Some children identify life-long passions through their play or the books they read, resulting in successful careers in fields associated with those passions. One outlet for processing the world and gaining control over the narrative is through play, such as playing doctor with siblings or dolls. “Play is a way that children can start to understand reality—by engaging in ‘consequence free’ situations,” explains Dr. Thalia Goldstein in Psychology Today. “Pretending to go to the hospital is a very different, but related, experience to actually going to the hospital.”

Brands can step into this space by helping parents educate their children about staying healthy with toys that encourage constructive play and information from trusted sources that parents recognize. A plastic medical kit toy might be enhanced with more information from a pharmaceutical company about the proper way to wash hands. A doctor dress-up kit might be accompanied by a real mask the child could practice wearing inside the home before they can accompany their parents on errands outside the home. As children continue to play in these fields, it might spark a very real interest in careers.

History doesn’t repeat itself, but it rhymes

Today’s storytellers have a higher barrier to entry into children’s attention spans, which is why they must work harder to reach them on their level. As the trust of brands has continued to grow during this pandemic, organizations find themselves in the unique position of directly helping to inform anxious parents and curious children’s decisions about play and their future. 

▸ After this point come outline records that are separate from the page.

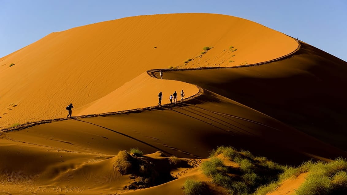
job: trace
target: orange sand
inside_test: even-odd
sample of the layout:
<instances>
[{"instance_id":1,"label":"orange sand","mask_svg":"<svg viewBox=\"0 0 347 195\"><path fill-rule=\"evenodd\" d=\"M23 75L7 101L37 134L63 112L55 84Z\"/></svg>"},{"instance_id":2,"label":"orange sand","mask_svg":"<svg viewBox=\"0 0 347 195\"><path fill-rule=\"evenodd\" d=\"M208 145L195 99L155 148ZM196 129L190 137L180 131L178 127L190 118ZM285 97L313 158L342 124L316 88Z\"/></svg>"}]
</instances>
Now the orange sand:
<instances>
[{"instance_id":1,"label":"orange sand","mask_svg":"<svg viewBox=\"0 0 347 195\"><path fill-rule=\"evenodd\" d=\"M199 56L206 46L213 48ZM200 158L222 145L286 164L347 157L346 96L339 87L347 63L244 19L127 18L51 34L0 62L3 128L64 117L70 102L73 116L84 115L0 131L0 193L177 194L185 177L209 182ZM153 69L169 65L180 69L157 79ZM191 97L155 106L159 91L167 104L182 89ZM171 170L177 179L167 183L124 189L133 179L115 169L116 155L135 147L192 165ZM148 158L164 160L155 154Z\"/></svg>"},{"instance_id":2,"label":"orange sand","mask_svg":"<svg viewBox=\"0 0 347 195\"><path fill-rule=\"evenodd\" d=\"M232 46L237 50L229 51ZM205 46L213 48L196 58ZM189 58L194 60L184 68L232 66L273 59L297 46L290 37L253 22L206 14L130 17L53 33L0 59L0 128L63 116L70 103L86 109L75 116L142 108L156 105L165 89L167 103L169 93L188 85L135 83L147 79L135 78L149 69L181 66ZM235 62L229 63L232 58ZM130 97L120 95L127 82L141 87ZM100 103L104 97L107 101Z\"/></svg>"}]
</instances>

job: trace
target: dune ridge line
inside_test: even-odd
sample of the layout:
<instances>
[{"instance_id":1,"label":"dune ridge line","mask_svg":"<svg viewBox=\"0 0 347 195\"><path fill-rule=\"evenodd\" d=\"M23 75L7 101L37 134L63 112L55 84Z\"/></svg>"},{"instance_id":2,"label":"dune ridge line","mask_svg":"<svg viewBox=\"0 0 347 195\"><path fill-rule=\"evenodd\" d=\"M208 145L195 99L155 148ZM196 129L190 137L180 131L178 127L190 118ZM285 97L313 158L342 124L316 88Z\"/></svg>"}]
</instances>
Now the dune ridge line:
<instances>
[{"instance_id":1,"label":"dune ridge line","mask_svg":"<svg viewBox=\"0 0 347 195\"><path fill-rule=\"evenodd\" d=\"M263 62L258 63L255 63L254 64L250 64L240 65L230 67L202 67L202 68L191 68L179 69L153 69L150 70L147 70L146 72L147 74L150 77L151 77L154 78L156 79L158 79L158 78L154 75L154 73L155 72L159 72L160 70L161 70L163 72L169 72L169 71L173 72L176 71L195 70L212 69L220 69L239 68L242 67L251 67L254 66L260 66L261 65L266 64L274 62L280 61L281 60L290 57L291 57L291 56L294 54L295 54L296 52L297 52L300 48L301 47L301 44L300 44L300 41L299 41L298 39L289 36L287 35L286 35L287 36L288 36L289 37L292 38L295 40L298 43L298 44L297 47L294 51L287 54L286 54L285 55L283 55L282 56L281 56L281 57L277 58L275 58L272 60L268 60L267 61L265 61L265 62ZM203 94L204 92L204 91L202 88L196 85L195 85L199 89L199 91L197 94L196 94L192 96L186 98L185 98L183 99L183 100L180 101L179 102L177 103L175 103L172 105L170 105L168 103L166 104L164 104L162 106L156 105L156 106L150 106L148 107L146 107L141 108L136 108L136 109L131 109L129 110L124 110L116 111L115 112L107 112L107 113L100 113L98 114L94 114L82 115L77 116L73 116L71 117L71 118L54 118L52 119L43 120L41 121L38 121L31 122L30 123L24 123L22 124L19 125L17 125L15 127L8 127L7 128L5 128L2 129L0 129L0 135L1 135L1 134L3 132L6 132L9 131L19 131L20 130L22 130L28 128L29 128L30 127L32 127L32 126L36 126L37 125L40 125L41 124L44 124L46 123L49 123L55 121L64 121L65 120L68 120L70 119L76 119L83 118L88 118L88 117L94 117L97 116L105 116L108 115L115 115L117 114L129 114L130 113L139 113L143 111L146 110L150 110L151 109L162 109L163 108L169 108L170 107L171 107L172 106L174 106L176 104L177 104L178 105L180 105L180 104L183 105L184 104L182 103L183 103L184 102L185 103L187 103L187 102L188 102L188 101L189 101L195 99L198 97L200 96L201 95Z\"/></svg>"}]
</instances>

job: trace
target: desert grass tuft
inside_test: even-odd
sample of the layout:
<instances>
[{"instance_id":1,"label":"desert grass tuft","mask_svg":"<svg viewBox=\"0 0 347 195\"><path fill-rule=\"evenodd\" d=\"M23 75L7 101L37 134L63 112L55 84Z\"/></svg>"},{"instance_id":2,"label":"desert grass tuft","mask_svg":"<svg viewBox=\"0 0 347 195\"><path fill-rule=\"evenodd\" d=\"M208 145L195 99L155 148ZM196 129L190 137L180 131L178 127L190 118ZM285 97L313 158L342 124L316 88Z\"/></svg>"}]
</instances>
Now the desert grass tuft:
<instances>
[{"instance_id":1,"label":"desert grass tuft","mask_svg":"<svg viewBox=\"0 0 347 195\"><path fill-rule=\"evenodd\" d=\"M211 48L212 48L212 47L204 47L204 48L202 48L202 49L204 50L205 51L207 51L208 50L209 50Z\"/></svg>"},{"instance_id":2,"label":"desert grass tuft","mask_svg":"<svg viewBox=\"0 0 347 195\"><path fill-rule=\"evenodd\" d=\"M117 154L113 167L122 174L126 174L131 168L132 157L125 150L120 150Z\"/></svg>"},{"instance_id":3,"label":"desert grass tuft","mask_svg":"<svg viewBox=\"0 0 347 195\"><path fill-rule=\"evenodd\" d=\"M20 125L19 123L15 123L12 125L11 125L11 127L15 127L18 126L18 125Z\"/></svg>"},{"instance_id":4,"label":"desert grass tuft","mask_svg":"<svg viewBox=\"0 0 347 195\"><path fill-rule=\"evenodd\" d=\"M200 195L204 192L204 184L202 182L187 179L182 186L185 195Z\"/></svg>"},{"instance_id":5,"label":"desert grass tuft","mask_svg":"<svg viewBox=\"0 0 347 195\"><path fill-rule=\"evenodd\" d=\"M171 156L169 158L169 162L171 165L177 165L181 161L181 159L175 156Z\"/></svg>"},{"instance_id":6,"label":"desert grass tuft","mask_svg":"<svg viewBox=\"0 0 347 195\"><path fill-rule=\"evenodd\" d=\"M143 154L143 152L138 148L133 148L130 149L130 153L137 156L141 156Z\"/></svg>"}]
</instances>

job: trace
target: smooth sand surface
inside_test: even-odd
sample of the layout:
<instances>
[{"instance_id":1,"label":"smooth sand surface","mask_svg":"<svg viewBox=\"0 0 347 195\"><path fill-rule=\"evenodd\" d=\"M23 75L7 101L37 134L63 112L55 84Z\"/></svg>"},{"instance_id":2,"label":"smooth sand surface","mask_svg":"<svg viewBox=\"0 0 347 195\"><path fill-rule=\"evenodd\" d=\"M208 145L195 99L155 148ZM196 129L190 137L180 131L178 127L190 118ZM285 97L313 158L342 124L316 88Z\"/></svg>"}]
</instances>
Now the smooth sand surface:
<instances>
[{"instance_id":1,"label":"smooth sand surface","mask_svg":"<svg viewBox=\"0 0 347 195\"><path fill-rule=\"evenodd\" d=\"M347 63L300 43L238 18L170 14L53 33L5 56L0 193L177 194L191 177L217 193L198 166L221 145L286 164L346 157L339 85ZM199 56L205 46L213 48ZM168 65L179 68L160 79L158 69ZM156 106L159 91L167 104L182 89L184 101ZM52 119L66 116L70 102L79 116ZM115 162L120 150L136 147L158 167L171 167L157 151L190 166L170 169L171 181L161 185L125 189L139 179Z\"/></svg>"},{"instance_id":2,"label":"smooth sand surface","mask_svg":"<svg viewBox=\"0 0 347 195\"><path fill-rule=\"evenodd\" d=\"M159 91L173 92L179 86L133 82L141 86L134 95L115 91L126 90L119 88L150 69L249 64L278 57L297 45L254 22L206 14L136 16L52 33L0 59L0 128L67 115L70 103L86 107L84 114L154 106ZM205 46L213 48L200 58ZM188 59L193 60L184 65ZM190 89L187 94L196 91ZM87 108L107 96L107 101Z\"/></svg>"}]
</instances>

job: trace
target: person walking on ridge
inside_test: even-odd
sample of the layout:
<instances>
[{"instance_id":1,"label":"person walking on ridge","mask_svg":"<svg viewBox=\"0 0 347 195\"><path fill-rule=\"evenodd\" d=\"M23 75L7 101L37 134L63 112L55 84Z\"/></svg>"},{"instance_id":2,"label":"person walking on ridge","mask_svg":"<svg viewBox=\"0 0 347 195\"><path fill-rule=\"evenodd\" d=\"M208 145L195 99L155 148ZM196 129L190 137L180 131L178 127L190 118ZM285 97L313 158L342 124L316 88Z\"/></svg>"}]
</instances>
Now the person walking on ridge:
<instances>
[{"instance_id":1,"label":"person walking on ridge","mask_svg":"<svg viewBox=\"0 0 347 195\"><path fill-rule=\"evenodd\" d=\"M161 71L161 70L160 71L159 71L159 74L160 74L160 78L162 79L163 79L163 71Z\"/></svg>"},{"instance_id":2,"label":"person walking on ridge","mask_svg":"<svg viewBox=\"0 0 347 195\"><path fill-rule=\"evenodd\" d=\"M170 100L170 104L172 104L172 99L174 99L174 97L172 97L172 95L170 95L170 97L169 98L169 100Z\"/></svg>"},{"instance_id":3,"label":"person walking on ridge","mask_svg":"<svg viewBox=\"0 0 347 195\"><path fill-rule=\"evenodd\" d=\"M172 94L172 95L174 95L174 103L175 103L175 102L177 103L177 93L176 92L176 91L175 91L175 93L174 93L174 94Z\"/></svg>"},{"instance_id":4,"label":"person walking on ridge","mask_svg":"<svg viewBox=\"0 0 347 195\"><path fill-rule=\"evenodd\" d=\"M70 118L71 117L71 115L72 114L72 110L71 109L72 109L72 108L73 107L74 107L72 106L72 103L70 104L70 105L69 105L67 107L66 107L66 110L69 111L69 114L67 115L67 118L69 118L69 116L70 116Z\"/></svg>"},{"instance_id":5,"label":"person walking on ridge","mask_svg":"<svg viewBox=\"0 0 347 195\"><path fill-rule=\"evenodd\" d=\"M158 98L159 98L159 103L158 103L159 106L161 105L161 99L163 99L163 94L161 93L161 91L158 94Z\"/></svg>"}]
</instances>

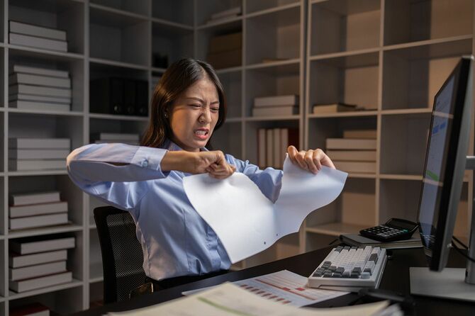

Some brands already know how to engage with children on this more personal level. LEGO’s #ExplainedWithLEGO series of videos has created a number of online videos that provide basic information about a wide range of subjects like the seasons, animals, and flight. Playmobil cut straight to the chase and created a video explaining the coronavirus and the lockdown to their audience. Will our children grow up to be epidemiologists, virologists, or some other, new profession? These interactions with brands could play a role in sparking their interest in this frontline work that helps keep us safe, healthy, and protected.

For many, the transition from “pre-pandemic life” to our current day-to-day was sudden. There’s a feeling that some part of our children’s futures were stolen with that sudden change. It’s unclear if there will ever be a single day to point to as the start of their “post-pandemic life.” But what is clear is what children are missing in the meantime: not just “education,” or daycare, or formal instruction from trained professionals. At their core, they’re missing a framework to develop themselves as individuals and the opportunity to independently build the foundations of their future selves. In the absence of public institutions filling that role, brands have an opportunity to step in and re-create that framework through their interactions with parents and children—to help them grow, return some control over their sense of self, and, in the process, help them be optimistic about their future.